Councilman James “Smuggie” Mitchell dishes about his astronaut wife and his streetcar dreams
Peter Taylor
Mitchell championed moving the Knights baseball stadium to Charlotte.

Stepping through the door of Simmons Soul Food, James “Smuggie” Mitchell fist bumps the guy in the first booth, pivots to grin at a table of women, and turns again, greeting the people shouting hello from the back of the restaurant.

The walls of this popular North Graham Street dive are crowded with photos of its celebrity fans. As Mitchell makes his way to a booth, which a waitress rushes to clear for him, the longtime Charlotte city councilman stops to pat a picture of a beautiful astronaut hanging on the wall of fame. It’s his bride, Joan Higginbotham, the third African American woman to travel to space. They married last June. “But we got off to a rocky start,” he says, laughing. “She never liked elected officials.”

He sits, ordering the cubed steak without pausing to consult a menu or interrupt his story.

Mitchell met Higginbotham in Washington, D.C., while he was climbing his way to the top rung of the National League of Cities advocacy group. As president of the group, he was required to travel a lot, and his absence upset some of the constituents in his district, which covers a northwestern swath of the city from North Tryon to Mount Holly-Huntersville Road. But Mitchell didn’t flinch. He says he does what he thinks is right, even if it could cost him voters. “I’m not the typical politician,” he says. “My wife thinks it’s because I have a heart,” he adds in a stage whisper.

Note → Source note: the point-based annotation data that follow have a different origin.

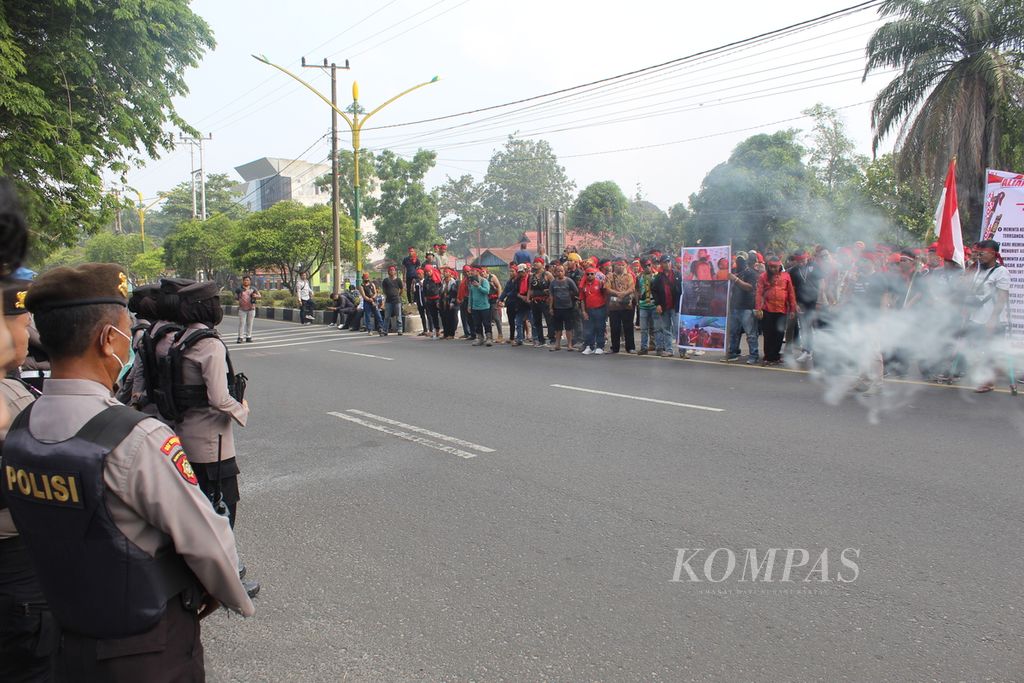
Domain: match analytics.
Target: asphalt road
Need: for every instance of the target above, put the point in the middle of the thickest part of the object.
(423, 510)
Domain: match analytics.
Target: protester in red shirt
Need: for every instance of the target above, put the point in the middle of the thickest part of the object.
(776, 303)
(595, 312)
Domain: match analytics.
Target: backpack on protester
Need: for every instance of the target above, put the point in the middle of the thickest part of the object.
(147, 347)
(172, 396)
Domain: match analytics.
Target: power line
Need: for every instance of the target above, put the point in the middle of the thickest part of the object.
(845, 11)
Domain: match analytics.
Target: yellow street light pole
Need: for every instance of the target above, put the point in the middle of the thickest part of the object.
(355, 126)
(141, 214)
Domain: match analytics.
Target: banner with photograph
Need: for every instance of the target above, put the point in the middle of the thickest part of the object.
(705, 300)
(1004, 221)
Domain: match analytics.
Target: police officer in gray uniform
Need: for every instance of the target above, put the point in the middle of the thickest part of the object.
(28, 632)
(129, 552)
(205, 411)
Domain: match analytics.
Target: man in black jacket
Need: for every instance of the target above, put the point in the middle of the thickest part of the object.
(667, 290)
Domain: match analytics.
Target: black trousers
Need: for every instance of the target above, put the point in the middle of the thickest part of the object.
(773, 327)
(170, 651)
(542, 317)
(29, 635)
(450, 318)
(481, 324)
(207, 474)
(622, 329)
(433, 324)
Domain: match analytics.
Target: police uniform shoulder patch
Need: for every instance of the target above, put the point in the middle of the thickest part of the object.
(172, 449)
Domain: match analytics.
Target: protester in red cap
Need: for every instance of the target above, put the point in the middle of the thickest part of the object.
(540, 298)
(620, 288)
(431, 297)
(410, 264)
(776, 303)
(595, 311)
(988, 317)
(562, 306)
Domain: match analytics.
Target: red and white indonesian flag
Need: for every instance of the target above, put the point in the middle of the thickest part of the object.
(947, 220)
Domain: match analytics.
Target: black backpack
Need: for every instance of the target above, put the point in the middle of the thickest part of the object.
(171, 395)
(147, 349)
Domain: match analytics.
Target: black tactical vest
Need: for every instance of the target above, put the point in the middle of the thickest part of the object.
(97, 582)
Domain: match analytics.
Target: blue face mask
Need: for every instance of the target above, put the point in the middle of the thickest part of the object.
(124, 365)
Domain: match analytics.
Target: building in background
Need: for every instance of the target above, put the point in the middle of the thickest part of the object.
(268, 180)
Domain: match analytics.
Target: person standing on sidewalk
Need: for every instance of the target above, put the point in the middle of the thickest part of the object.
(741, 302)
(305, 293)
(371, 313)
(479, 307)
(776, 304)
(595, 312)
(248, 297)
(411, 264)
(563, 297)
(646, 305)
(621, 291)
(392, 300)
(667, 290)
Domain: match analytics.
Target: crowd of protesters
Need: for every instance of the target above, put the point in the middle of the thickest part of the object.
(859, 310)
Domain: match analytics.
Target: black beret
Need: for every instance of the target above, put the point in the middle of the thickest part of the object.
(85, 285)
(199, 291)
(173, 285)
(139, 293)
(14, 293)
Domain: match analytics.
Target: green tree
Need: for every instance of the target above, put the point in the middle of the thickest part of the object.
(406, 214)
(87, 88)
(602, 209)
(221, 198)
(961, 63)
(906, 205)
(675, 226)
(460, 205)
(832, 150)
(203, 247)
(290, 238)
(522, 178)
(110, 248)
(759, 198)
(148, 265)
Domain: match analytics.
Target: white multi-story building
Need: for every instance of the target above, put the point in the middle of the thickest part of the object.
(268, 180)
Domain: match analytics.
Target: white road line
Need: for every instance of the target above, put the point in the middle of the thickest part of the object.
(254, 347)
(365, 355)
(649, 400)
(409, 437)
(421, 430)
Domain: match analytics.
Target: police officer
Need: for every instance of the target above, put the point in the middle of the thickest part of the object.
(155, 341)
(128, 550)
(208, 411)
(28, 633)
(142, 305)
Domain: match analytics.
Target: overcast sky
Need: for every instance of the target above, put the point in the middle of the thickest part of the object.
(488, 52)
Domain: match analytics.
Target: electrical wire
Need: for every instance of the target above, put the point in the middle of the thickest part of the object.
(845, 11)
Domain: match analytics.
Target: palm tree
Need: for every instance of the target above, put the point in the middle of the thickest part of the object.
(963, 70)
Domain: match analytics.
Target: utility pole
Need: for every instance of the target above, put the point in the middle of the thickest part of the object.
(335, 220)
(199, 211)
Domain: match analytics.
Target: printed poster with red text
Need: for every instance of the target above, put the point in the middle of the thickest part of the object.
(705, 300)
(1004, 221)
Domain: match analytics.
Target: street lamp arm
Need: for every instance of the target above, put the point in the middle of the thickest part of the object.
(315, 91)
(400, 94)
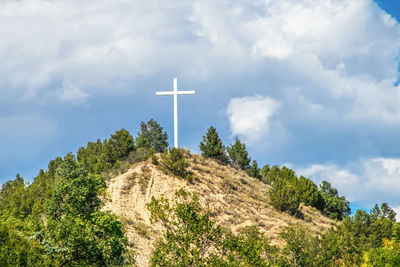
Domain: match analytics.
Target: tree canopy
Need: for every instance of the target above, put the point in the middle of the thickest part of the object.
(211, 146)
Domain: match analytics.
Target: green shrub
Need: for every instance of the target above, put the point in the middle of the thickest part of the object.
(283, 196)
(309, 193)
(173, 161)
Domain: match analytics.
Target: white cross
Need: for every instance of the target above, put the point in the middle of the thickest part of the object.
(175, 93)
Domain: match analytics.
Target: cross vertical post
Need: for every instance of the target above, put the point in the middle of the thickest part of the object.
(176, 112)
(175, 93)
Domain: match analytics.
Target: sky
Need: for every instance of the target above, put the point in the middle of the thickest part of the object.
(313, 85)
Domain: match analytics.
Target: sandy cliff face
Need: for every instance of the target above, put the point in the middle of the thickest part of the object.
(232, 197)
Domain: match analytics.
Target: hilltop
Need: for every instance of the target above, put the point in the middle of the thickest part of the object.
(232, 198)
(92, 209)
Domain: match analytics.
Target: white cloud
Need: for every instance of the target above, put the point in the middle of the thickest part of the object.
(374, 181)
(250, 116)
(339, 52)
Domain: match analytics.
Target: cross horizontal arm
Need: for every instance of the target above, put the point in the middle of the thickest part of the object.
(165, 93)
(177, 92)
(185, 92)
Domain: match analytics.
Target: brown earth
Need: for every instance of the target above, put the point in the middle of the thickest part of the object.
(232, 198)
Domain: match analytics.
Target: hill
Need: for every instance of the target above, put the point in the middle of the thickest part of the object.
(232, 198)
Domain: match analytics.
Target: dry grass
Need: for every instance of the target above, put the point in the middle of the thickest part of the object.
(144, 178)
(129, 182)
(232, 198)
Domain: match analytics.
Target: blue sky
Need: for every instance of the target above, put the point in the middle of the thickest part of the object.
(309, 84)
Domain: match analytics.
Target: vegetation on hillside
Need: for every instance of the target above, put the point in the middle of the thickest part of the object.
(57, 219)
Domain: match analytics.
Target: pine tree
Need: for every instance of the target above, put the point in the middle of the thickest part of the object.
(254, 171)
(211, 146)
(151, 135)
(238, 154)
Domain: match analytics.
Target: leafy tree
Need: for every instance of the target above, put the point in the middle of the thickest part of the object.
(151, 135)
(309, 193)
(12, 198)
(211, 146)
(238, 154)
(250, 248)
(254, 171)
(387, 255)
(78, 233)
(192, 238)
(301, 247)
(20, 245)
(284, 196)
(173, 161)
(271, 174)
(335, 207)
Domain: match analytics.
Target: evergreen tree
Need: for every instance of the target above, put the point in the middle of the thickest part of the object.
(254, 171)
(173, 161)
(335, 207)
(211, 146)
(117, 147)
(151, 135)
(238, 155)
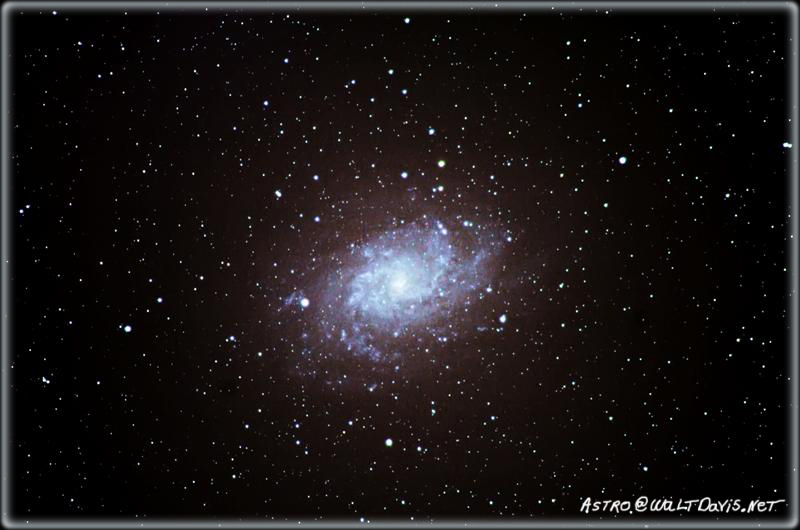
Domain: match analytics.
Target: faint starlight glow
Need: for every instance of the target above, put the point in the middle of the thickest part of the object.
(410, 282)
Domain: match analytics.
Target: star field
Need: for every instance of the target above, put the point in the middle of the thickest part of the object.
(398, 264)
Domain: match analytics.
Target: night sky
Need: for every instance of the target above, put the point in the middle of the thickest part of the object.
(299, 265)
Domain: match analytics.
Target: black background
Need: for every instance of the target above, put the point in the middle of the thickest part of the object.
(672, 317)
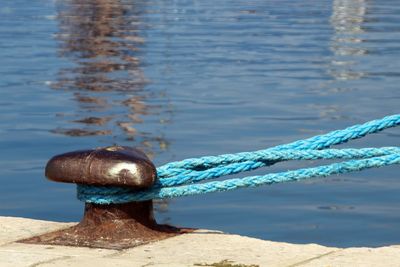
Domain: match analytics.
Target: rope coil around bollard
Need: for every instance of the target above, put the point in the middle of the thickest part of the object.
(181, 178)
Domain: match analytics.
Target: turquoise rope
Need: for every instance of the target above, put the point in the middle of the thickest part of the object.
(177, 178)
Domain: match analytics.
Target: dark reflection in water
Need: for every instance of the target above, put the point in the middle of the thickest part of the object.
(102, 40)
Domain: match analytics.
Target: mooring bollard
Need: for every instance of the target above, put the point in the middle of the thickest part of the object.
(113, 226)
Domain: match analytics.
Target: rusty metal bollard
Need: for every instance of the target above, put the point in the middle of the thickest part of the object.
(113, 226)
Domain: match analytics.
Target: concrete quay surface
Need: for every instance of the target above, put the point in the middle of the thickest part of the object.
(200, 248)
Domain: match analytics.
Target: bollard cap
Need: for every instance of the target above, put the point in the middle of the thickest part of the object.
(108, 166)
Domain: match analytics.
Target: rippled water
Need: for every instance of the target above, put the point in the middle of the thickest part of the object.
(189, 78)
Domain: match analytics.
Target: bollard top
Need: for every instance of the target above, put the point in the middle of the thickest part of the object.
(108, 166)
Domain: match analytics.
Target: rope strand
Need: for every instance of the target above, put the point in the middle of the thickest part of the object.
(180, 178)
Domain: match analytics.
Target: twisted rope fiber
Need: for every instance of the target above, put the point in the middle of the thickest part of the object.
(177, 178)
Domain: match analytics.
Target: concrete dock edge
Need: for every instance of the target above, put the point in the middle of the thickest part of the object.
(200, 248)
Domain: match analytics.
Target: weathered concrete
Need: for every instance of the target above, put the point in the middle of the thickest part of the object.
(201, 248)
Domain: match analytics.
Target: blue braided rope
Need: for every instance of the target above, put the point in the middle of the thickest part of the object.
(177, 178)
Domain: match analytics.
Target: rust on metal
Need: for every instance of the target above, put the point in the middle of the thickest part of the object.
(109, 166)
(114, 226)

Besides, his travels gave him more knowledge to share with Charlotte. “The worst thing a city can do is sit still,” he says. Especially when question marks punctuate the economic situation.

That’s why he championed moving the Knights baseball stadium to Charlotte (and to his district) and having the city chip in $8 million to cover some of the cost. It’s also why he voted for the $900 million capital improve- ment plan that was shelved after City Council balked at raising taxes.

“That’s where we lost the battle,” he says. “With the word taxes.” He laughs. “Right now, everyone in District Two is loving me because there was no tax increase.” But Mitchell favored the improvement plan; he considered it modest. “If you live in a two-hundred-thousand-dollar home, you’d be paying an extra eighty dollars,” he says. “You’re not going to lose that home over that.”

Mitchell is no stranger to conflict. In 2011, his ex-wife, Vivian Mitchell, campaigned (unsuccessfully) to oust him from his council seat. He has also been fighting for years to get the streetcar line extended through his district. He thinks the project will boost the area’s accessibility and its reputation.

But in an era when the word tax is political kryptonite, why wouldn’t he worry that his support for the tax hike could cost him voters? “I truly think no one would get voted out [of City Council] for raising taxes,” he says. “To kick me out of office for one issue … ” He shrugs, pausing to chew some collards.

“Look, the easiest thing I could do is nothing,” he says. “That way I’m everybody’s friend. But I’m not like that. Charlotte’s not like that. We’re a bold city.”